The report said that by keeping to the objectives of the Paris Climate Agreement, North Sea offshore wind could grow to almost 180 gigawatts by 2050 – 10 times current capacity.
However, the white paper found that a “clear vision and plan is required” for the implementation of large-scale offshore wind.
It said: “Action is needed now to ensure multiple benefits for stakeholders. At the same time, monitoring and stakeholder collaboration must improve to increase understanding of environmental effects and to accelerate the offshore wind development and spatial planning processes.”
The report also laments the lack of joined-up engagement and collaboration throughout the North Sea energy sector, claiming that engagement occurs mainly “on a national level through government agencies, associations, and local authorities”, which often “excludes” certain stakeholders and non-profit organisations.
The report said: “When asked for their opinion on the level of engagement in North Sea spatial planning (offshore wind in particular), the majority of stakeholders considered that although a high level understanding of stakeholder interests exists, they had not always been adequately engaged.”

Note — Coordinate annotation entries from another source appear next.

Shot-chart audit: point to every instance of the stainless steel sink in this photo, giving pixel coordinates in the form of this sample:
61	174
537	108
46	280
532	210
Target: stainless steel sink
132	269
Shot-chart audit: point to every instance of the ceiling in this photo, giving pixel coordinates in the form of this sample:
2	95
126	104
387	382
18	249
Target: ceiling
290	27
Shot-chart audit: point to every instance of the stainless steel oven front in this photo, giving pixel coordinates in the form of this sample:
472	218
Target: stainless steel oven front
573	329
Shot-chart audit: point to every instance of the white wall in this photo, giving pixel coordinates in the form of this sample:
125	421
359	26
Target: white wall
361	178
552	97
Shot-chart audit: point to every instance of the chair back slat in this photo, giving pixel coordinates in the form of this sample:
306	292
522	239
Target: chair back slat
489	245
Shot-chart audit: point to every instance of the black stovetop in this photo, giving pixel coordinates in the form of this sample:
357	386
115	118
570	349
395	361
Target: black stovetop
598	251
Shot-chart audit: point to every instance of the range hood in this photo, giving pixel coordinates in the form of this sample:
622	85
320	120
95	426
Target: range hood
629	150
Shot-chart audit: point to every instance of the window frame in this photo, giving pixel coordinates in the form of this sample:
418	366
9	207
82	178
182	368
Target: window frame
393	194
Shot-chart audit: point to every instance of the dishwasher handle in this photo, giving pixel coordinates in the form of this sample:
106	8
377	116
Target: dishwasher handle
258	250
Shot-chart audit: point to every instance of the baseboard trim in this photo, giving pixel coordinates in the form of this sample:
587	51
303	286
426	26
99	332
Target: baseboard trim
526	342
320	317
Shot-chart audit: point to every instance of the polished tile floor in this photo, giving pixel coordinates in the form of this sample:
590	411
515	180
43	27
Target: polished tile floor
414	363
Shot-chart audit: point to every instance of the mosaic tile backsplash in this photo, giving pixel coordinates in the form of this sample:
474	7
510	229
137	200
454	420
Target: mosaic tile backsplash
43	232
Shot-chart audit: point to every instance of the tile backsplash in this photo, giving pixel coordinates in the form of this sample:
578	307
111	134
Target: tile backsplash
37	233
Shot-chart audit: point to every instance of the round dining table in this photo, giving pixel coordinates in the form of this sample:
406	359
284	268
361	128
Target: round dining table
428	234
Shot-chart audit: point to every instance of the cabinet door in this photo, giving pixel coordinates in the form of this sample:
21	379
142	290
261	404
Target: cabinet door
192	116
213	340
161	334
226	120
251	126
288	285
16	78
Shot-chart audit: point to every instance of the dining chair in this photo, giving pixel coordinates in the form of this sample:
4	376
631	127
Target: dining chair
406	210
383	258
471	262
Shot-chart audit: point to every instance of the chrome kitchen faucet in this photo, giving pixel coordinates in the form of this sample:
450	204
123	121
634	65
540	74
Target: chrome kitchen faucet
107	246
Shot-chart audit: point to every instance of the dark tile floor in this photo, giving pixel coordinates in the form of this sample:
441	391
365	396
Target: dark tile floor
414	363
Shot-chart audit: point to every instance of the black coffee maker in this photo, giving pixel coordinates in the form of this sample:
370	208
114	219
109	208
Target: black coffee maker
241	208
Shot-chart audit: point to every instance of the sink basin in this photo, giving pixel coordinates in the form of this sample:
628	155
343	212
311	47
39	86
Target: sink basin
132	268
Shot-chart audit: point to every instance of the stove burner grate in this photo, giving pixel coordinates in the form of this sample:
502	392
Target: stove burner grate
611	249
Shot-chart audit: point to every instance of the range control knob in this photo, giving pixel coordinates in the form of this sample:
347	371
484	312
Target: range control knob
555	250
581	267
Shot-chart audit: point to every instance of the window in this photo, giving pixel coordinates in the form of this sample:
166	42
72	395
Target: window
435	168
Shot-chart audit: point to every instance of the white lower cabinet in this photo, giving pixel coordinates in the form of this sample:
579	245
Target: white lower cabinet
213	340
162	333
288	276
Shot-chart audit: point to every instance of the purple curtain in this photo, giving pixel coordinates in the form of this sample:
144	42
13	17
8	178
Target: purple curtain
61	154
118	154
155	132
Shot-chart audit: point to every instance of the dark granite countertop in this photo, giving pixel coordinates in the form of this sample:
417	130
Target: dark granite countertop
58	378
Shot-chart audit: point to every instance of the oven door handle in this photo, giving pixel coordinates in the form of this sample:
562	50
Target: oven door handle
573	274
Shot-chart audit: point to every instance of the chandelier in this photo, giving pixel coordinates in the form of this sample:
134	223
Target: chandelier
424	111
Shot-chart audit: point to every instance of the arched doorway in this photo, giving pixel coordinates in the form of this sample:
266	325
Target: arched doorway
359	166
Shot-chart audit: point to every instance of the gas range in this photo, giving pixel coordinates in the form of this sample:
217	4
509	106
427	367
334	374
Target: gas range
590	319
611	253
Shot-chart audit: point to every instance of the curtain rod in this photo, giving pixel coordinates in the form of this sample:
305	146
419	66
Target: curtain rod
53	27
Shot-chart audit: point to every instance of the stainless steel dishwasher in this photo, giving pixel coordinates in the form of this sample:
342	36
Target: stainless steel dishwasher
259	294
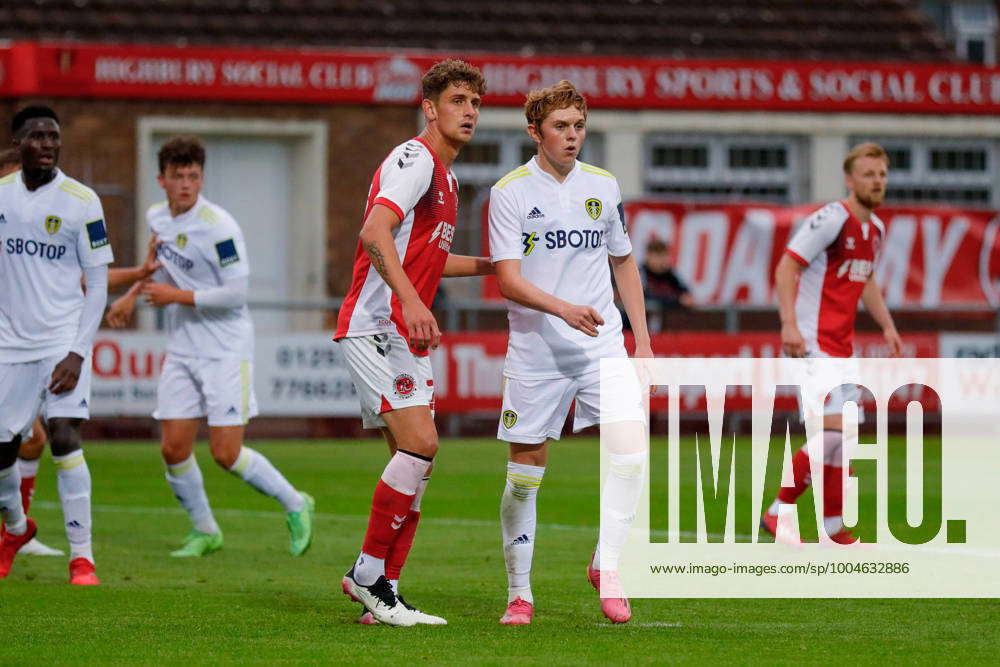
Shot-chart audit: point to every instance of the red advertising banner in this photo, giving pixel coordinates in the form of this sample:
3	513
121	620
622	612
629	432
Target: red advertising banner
468	367
391	77
726	253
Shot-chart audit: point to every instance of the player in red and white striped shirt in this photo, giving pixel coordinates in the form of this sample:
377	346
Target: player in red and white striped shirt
827	267
386	328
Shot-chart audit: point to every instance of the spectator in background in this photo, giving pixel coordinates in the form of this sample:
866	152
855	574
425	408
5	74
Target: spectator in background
662	284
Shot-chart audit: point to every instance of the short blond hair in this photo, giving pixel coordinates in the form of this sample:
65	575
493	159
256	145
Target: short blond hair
867	149
540	103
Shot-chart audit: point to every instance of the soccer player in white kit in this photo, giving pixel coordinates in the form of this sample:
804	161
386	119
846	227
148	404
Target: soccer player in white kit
30	450
386	328
827	267
208	370
554	224
52	232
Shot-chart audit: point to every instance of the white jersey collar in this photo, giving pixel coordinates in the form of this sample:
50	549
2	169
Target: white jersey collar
534	166
54	183
188	214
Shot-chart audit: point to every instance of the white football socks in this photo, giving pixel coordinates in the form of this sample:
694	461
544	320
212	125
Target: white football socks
73	481
11	511
619	500
517	526
254	469
28	468
189	488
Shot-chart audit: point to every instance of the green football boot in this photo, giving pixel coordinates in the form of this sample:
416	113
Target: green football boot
300	526
198	543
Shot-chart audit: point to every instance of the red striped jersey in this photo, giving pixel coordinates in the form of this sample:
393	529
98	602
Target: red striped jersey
838	253
414	183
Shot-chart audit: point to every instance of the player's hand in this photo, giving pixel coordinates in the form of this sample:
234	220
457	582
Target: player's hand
582	318
66	374
151	264
894	341
159	294
792	343
120	312
643	368
420	322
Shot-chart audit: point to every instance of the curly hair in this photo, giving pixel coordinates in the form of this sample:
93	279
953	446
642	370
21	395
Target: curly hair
540	103
447	72
182	151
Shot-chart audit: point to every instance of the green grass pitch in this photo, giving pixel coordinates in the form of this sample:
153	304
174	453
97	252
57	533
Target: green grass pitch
253	603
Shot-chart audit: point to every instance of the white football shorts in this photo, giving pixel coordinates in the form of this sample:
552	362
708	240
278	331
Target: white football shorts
193	387
535	410
387	375
830	383
24	394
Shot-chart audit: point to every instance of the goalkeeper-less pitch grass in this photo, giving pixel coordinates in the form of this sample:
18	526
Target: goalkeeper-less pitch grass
252	602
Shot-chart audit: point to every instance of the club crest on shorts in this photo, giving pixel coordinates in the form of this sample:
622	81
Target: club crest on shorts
404	385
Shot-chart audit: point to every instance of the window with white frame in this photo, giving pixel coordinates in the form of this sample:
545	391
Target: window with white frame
960	172
723	167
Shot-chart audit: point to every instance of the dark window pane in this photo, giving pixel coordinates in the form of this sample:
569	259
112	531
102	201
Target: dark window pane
690	157
975	51
484	153
952	159
900	158
758	157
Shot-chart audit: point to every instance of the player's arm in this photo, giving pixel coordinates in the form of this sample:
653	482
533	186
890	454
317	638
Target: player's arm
464	266
122	277
786	278
67	372
121	309
376	239
871	296
630	288
518	289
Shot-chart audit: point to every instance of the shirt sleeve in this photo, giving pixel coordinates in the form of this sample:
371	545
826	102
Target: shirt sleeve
229	252
815	234
619	244
94	300
92	245
404	178
507	237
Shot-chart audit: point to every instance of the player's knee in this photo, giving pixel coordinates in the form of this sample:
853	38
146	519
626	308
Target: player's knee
225	456
174	452
64	436
423	443
8	452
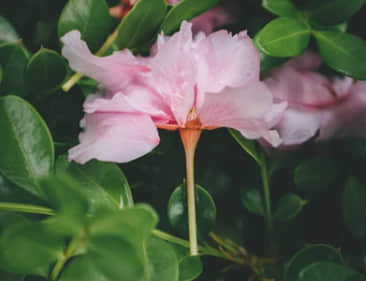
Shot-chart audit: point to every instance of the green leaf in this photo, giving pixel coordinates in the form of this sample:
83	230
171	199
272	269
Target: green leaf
248	145
27	249
185	10
331	12
7	32
13	59
178	214
354	207
288	207
90	17
268	62
115	248
162	260
252	200
325	271
316	173
343	52
46	70
284	8
141	23
307	256
104	182
26	146
283	37
6	276
190	267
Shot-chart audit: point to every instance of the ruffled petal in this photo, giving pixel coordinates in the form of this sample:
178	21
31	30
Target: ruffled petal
113	72
226	61
174	71
236	107
115	137
299	126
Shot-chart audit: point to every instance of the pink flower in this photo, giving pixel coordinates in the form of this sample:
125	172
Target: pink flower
319	107
195	83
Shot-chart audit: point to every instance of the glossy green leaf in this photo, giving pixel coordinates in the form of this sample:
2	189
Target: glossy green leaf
115	248
316	173
90	17
7	32
26	146
343	52
283	37
332	12
284	8
13	60
190	267
268	62
252	200
162	260
325	271
25	248
248	145
46	70
205	208
9	192
288	207
354	207
185	10
141	23
307	256
6	276
104	182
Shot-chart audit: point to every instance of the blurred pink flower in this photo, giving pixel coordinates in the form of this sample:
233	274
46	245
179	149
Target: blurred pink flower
196	83
319	107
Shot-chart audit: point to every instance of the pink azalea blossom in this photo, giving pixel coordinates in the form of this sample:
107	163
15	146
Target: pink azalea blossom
199	83
319	107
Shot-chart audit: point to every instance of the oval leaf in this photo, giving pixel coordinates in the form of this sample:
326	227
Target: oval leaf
325	271
332	12
289	206
105	183
13	60
7	32
283	37
284	8
178	214
253	201
354	207
46	70
162	260
90	17
26	146
185	10
308	256
343	52
141	23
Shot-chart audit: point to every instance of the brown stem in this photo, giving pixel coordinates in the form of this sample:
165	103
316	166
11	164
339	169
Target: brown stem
190	139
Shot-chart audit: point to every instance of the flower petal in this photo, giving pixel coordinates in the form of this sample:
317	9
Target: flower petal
226	61
298	126
115	137
113	72
174	71
236	107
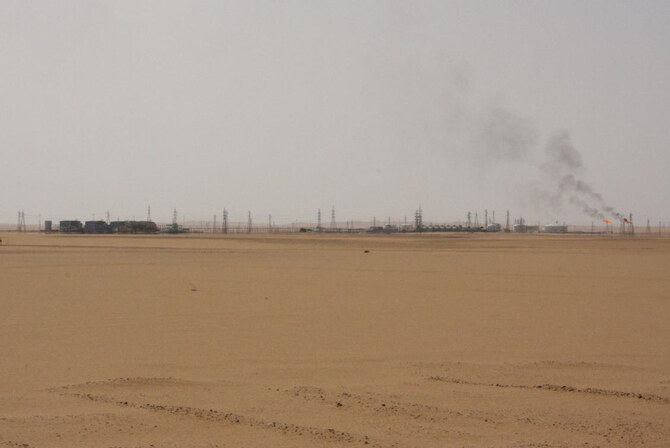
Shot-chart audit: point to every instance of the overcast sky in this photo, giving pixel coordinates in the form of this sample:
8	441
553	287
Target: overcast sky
373	107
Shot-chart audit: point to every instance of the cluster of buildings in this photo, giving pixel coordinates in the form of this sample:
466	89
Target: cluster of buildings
76	226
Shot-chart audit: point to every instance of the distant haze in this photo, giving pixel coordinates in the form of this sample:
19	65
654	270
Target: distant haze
554	110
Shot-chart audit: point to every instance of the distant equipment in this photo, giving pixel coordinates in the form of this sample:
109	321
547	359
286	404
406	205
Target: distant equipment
71	226
555	228
495	227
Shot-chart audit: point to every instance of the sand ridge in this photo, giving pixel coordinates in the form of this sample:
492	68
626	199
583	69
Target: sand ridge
307	340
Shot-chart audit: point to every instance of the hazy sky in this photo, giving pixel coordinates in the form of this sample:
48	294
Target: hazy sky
373	107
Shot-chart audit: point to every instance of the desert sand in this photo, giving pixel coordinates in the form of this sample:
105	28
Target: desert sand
307	340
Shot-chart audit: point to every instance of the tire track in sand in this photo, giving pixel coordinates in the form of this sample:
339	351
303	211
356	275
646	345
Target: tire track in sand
557	388
213	415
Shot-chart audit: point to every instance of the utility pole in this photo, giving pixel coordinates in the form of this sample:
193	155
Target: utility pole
418	220
225	221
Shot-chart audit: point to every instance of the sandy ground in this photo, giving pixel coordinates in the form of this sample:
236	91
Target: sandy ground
307	340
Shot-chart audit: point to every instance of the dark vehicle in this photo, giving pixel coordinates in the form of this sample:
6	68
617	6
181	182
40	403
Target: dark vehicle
71	227
133	227
97	227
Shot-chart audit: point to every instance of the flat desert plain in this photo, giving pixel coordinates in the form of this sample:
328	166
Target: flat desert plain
305	340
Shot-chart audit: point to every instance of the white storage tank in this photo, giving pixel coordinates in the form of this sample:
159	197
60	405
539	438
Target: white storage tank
556	228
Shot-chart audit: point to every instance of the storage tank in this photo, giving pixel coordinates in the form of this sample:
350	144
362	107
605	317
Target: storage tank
556	228
495	227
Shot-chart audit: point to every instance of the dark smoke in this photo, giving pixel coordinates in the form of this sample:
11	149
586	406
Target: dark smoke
563	170
506	136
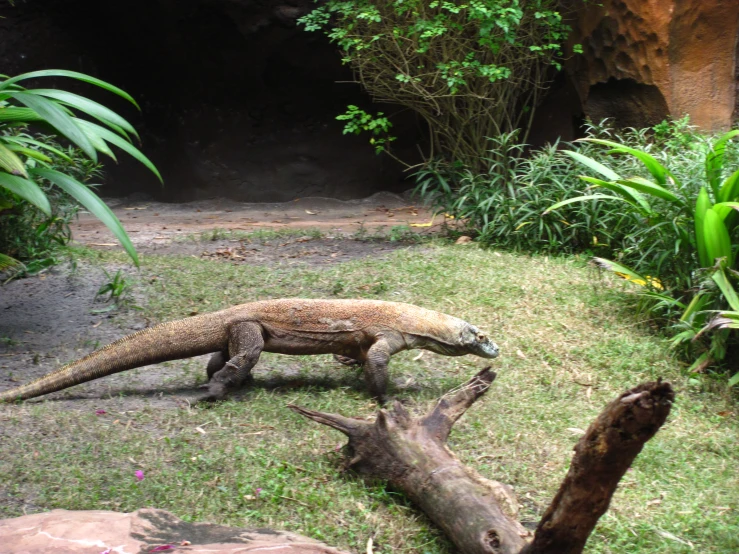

“Respondents have high hopes for the NGO fact-finding process; however, most have commented that there has been no follow-up after a first consultation session and the process going forward is not clear. Some stakeholder groups feel left out and believe that more efforts should be made to include all relevant stakeholders in a consultation process.”
The report concludes by reiterating that “monitoring and stakeholder collaboration must improve to increase understanding of environmental effects and to accelerate the offshore wind development” within the North Sea.